While all super funds are subject to the same tax rules, there are some tax benefits that large funds choose not to take advantage of because it is not practical for them, requires expensive system changes or disadvantages other members.

In your SMSF you can make tax choices that are right for you. Heffron can help you understand the tax advantages that may be available in your SMSF.

 

 

6. Borrowing 

In 2007 new rules were introduced which allows super funds to borrow money for certain assets. Being able to borrow in your SMSF allows you to invest in larger assets such as an investment property. 

 

 

7. Portability 

Your SMSF is your lifetime retirement savings fund. You can switch service providers while retaining the same fund and investments.

With retail and industry super funds, changing service providers usually involves switching from one super fund to another.

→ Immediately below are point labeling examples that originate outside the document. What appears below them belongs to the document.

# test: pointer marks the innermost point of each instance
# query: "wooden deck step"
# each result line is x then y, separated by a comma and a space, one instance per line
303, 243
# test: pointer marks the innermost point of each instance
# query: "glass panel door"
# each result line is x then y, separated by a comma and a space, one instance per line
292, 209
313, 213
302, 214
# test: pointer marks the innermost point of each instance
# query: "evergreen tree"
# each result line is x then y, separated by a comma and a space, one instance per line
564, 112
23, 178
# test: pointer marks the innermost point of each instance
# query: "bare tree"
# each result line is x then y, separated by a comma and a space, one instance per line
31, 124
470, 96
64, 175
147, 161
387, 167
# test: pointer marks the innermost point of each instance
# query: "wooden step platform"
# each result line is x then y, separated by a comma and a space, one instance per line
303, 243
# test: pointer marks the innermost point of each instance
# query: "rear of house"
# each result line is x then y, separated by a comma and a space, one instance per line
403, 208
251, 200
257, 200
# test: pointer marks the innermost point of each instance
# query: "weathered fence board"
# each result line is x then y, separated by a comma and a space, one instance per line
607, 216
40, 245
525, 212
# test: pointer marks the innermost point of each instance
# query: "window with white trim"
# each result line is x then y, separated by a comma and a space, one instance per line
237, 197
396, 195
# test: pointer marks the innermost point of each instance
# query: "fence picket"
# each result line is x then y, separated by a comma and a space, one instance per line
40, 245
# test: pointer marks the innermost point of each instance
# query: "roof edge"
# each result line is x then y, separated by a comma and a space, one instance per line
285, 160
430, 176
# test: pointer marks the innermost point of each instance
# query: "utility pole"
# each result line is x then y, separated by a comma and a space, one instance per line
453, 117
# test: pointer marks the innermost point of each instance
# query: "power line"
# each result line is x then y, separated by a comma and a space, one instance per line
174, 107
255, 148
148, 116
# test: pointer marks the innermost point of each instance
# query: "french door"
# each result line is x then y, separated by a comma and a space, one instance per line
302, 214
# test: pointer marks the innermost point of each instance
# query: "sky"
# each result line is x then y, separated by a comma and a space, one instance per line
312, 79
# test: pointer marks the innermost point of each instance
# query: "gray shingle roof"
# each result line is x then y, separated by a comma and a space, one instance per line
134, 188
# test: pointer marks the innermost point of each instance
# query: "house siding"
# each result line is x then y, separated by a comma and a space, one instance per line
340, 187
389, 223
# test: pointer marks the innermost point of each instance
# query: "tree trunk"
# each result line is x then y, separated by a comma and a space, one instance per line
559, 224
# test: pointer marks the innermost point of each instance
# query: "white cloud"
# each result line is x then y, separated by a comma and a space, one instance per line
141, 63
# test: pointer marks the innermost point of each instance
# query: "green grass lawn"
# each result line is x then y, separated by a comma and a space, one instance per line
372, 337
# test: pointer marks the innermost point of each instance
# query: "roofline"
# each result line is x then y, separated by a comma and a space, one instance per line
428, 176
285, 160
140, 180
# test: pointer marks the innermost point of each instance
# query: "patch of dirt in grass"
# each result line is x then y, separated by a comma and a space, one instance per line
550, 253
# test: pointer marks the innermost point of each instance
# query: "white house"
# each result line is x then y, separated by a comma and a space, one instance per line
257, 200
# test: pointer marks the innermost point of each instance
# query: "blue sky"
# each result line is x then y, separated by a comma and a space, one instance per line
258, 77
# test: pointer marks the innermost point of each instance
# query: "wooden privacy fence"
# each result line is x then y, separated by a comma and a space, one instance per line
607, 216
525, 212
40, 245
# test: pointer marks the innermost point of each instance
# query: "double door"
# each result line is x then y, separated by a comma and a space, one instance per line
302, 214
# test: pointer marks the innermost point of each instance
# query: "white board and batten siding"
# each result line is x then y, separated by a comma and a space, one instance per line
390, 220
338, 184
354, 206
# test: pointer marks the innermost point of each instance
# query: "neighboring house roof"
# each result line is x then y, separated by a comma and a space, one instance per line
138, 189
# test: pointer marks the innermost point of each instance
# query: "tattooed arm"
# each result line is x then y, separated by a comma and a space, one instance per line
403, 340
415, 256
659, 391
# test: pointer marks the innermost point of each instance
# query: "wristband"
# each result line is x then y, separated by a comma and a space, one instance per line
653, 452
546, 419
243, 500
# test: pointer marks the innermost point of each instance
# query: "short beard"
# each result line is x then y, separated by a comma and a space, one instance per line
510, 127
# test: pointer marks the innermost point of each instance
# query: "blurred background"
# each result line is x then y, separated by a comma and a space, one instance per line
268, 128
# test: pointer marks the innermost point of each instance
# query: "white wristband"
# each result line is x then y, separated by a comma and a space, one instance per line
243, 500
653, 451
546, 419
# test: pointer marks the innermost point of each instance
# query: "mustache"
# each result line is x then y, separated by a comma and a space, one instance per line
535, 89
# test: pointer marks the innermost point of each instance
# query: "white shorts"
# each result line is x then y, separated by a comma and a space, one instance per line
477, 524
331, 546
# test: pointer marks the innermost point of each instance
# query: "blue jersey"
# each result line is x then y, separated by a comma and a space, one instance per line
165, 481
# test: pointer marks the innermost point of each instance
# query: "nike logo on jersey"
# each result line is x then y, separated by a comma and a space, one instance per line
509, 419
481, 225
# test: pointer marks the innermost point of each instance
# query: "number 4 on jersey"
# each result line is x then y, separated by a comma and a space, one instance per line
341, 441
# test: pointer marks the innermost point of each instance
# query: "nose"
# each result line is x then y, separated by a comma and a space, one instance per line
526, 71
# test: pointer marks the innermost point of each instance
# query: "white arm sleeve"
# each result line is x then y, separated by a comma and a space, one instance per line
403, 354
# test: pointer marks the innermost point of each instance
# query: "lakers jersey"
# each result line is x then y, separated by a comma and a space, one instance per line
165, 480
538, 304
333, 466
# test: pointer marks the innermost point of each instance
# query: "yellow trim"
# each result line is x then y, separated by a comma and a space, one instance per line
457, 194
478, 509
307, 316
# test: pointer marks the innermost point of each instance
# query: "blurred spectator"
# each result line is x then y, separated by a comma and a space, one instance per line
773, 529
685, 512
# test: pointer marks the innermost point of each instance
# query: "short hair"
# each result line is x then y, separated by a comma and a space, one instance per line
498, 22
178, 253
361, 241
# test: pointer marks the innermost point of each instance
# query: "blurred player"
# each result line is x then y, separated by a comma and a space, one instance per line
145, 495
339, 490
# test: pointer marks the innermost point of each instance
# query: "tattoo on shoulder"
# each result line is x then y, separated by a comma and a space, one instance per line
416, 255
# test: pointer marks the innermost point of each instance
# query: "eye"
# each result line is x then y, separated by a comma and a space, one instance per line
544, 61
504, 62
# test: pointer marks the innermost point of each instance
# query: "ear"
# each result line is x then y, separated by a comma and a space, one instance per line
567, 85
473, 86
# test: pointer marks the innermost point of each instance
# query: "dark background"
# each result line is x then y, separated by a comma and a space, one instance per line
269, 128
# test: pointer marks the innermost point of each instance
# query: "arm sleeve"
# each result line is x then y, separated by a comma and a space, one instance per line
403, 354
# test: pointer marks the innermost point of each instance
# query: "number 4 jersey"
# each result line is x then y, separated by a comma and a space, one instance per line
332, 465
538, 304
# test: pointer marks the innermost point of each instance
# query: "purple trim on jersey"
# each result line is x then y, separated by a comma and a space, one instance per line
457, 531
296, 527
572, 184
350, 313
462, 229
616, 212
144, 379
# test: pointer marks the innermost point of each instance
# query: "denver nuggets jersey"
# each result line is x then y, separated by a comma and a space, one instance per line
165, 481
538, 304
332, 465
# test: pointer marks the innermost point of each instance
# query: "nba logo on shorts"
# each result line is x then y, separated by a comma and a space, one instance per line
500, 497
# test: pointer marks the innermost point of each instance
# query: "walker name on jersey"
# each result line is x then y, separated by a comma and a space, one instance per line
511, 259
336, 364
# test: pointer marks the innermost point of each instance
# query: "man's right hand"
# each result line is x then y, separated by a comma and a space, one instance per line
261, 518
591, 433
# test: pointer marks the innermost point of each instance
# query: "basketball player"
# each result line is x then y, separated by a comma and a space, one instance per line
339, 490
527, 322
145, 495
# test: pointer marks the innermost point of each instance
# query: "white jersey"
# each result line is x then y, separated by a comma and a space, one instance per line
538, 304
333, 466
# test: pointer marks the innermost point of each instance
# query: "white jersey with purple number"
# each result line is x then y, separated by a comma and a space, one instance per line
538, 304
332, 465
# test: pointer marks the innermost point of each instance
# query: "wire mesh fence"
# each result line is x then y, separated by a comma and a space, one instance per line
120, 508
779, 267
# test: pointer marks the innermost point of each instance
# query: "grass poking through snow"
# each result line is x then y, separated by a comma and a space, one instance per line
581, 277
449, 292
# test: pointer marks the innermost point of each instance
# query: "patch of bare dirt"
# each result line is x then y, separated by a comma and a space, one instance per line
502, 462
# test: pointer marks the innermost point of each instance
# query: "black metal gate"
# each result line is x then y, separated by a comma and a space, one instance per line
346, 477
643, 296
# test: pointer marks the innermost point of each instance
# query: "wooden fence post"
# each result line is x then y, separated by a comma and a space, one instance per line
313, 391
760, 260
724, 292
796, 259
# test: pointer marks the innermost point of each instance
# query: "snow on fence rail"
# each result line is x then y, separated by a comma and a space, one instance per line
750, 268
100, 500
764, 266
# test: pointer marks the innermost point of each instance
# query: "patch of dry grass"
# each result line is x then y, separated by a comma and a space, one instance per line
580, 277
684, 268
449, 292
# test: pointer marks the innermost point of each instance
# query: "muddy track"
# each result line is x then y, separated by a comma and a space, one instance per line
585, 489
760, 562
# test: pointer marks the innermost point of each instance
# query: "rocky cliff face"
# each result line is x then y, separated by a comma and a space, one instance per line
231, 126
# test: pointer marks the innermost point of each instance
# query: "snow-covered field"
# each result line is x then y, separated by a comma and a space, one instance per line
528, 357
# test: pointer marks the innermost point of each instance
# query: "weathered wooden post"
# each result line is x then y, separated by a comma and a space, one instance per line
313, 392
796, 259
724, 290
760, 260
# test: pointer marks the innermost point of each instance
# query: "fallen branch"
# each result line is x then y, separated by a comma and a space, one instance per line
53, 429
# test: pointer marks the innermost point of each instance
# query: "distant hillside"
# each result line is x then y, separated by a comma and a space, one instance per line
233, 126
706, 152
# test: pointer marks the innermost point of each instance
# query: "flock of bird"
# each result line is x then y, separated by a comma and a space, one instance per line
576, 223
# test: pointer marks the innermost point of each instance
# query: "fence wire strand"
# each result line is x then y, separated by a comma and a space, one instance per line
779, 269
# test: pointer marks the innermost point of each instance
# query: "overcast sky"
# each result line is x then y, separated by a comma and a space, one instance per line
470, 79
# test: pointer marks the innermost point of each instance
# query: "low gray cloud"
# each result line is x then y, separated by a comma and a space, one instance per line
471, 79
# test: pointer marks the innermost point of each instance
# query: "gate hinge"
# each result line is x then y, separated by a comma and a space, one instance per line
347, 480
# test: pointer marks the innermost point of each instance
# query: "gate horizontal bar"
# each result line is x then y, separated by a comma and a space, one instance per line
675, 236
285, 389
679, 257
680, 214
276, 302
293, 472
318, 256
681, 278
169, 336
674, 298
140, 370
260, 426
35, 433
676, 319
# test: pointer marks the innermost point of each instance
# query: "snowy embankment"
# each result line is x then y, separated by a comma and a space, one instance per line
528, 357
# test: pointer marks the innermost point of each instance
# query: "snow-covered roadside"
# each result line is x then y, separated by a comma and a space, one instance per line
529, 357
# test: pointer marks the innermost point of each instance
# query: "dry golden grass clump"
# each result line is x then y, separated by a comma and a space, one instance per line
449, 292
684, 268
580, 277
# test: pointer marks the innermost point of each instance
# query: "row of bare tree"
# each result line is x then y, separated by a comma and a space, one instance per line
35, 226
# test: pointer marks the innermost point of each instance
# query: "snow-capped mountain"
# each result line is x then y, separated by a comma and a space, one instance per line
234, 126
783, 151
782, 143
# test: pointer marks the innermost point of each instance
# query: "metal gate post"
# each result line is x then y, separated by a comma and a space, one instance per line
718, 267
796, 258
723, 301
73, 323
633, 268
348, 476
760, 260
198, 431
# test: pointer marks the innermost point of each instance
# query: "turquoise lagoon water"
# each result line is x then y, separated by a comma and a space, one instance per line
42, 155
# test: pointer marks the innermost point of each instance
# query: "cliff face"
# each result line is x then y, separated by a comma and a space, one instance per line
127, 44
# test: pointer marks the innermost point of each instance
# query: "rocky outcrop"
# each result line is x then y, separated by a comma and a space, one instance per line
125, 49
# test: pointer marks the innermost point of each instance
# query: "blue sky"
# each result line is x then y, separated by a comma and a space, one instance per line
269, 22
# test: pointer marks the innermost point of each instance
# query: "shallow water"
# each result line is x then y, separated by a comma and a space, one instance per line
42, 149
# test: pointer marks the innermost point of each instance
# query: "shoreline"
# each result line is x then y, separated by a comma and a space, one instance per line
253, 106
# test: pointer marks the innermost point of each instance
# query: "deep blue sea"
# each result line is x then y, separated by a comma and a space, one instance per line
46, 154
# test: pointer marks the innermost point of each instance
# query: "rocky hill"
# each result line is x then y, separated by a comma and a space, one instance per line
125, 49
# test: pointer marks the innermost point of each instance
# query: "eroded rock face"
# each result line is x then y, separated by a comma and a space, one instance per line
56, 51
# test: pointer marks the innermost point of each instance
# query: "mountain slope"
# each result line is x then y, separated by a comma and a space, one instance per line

Not only is this time consuming, it can also mean taxes like a capital gains tax are paid on your balance, reducing your retirement savings. 

 

 

 

8. Agility

Not only is it possible to change virtually everything about an SMSF, it is also possible to do many of these things quickly. 

SMSFs can respond instantly to new legislation or new strategies and allow their members to take advantage of them immediately. There is no need to wait for new systems or processes – the trustees can simply decide to do it and, if necessary, update their trust deed (the legal document governing how their fund operates) to allow it. 

For example, SMSFs can start pensions the moment a member decides to do it (as long as they’re eligible). Public funds require forms. SMSFs can urgently pay out benefits to (say) a spouse when a fund member dies. Public funds need processed to make sure they are paying the right person.  

 

 

9. Estate planning 

An SMSF gives you greater flexibility and control in how you pass your wealth on to your family or other beneficiaries when you die. You can create a strategy to accomplish exactly what you are after, taking advantage of all available tax benefits.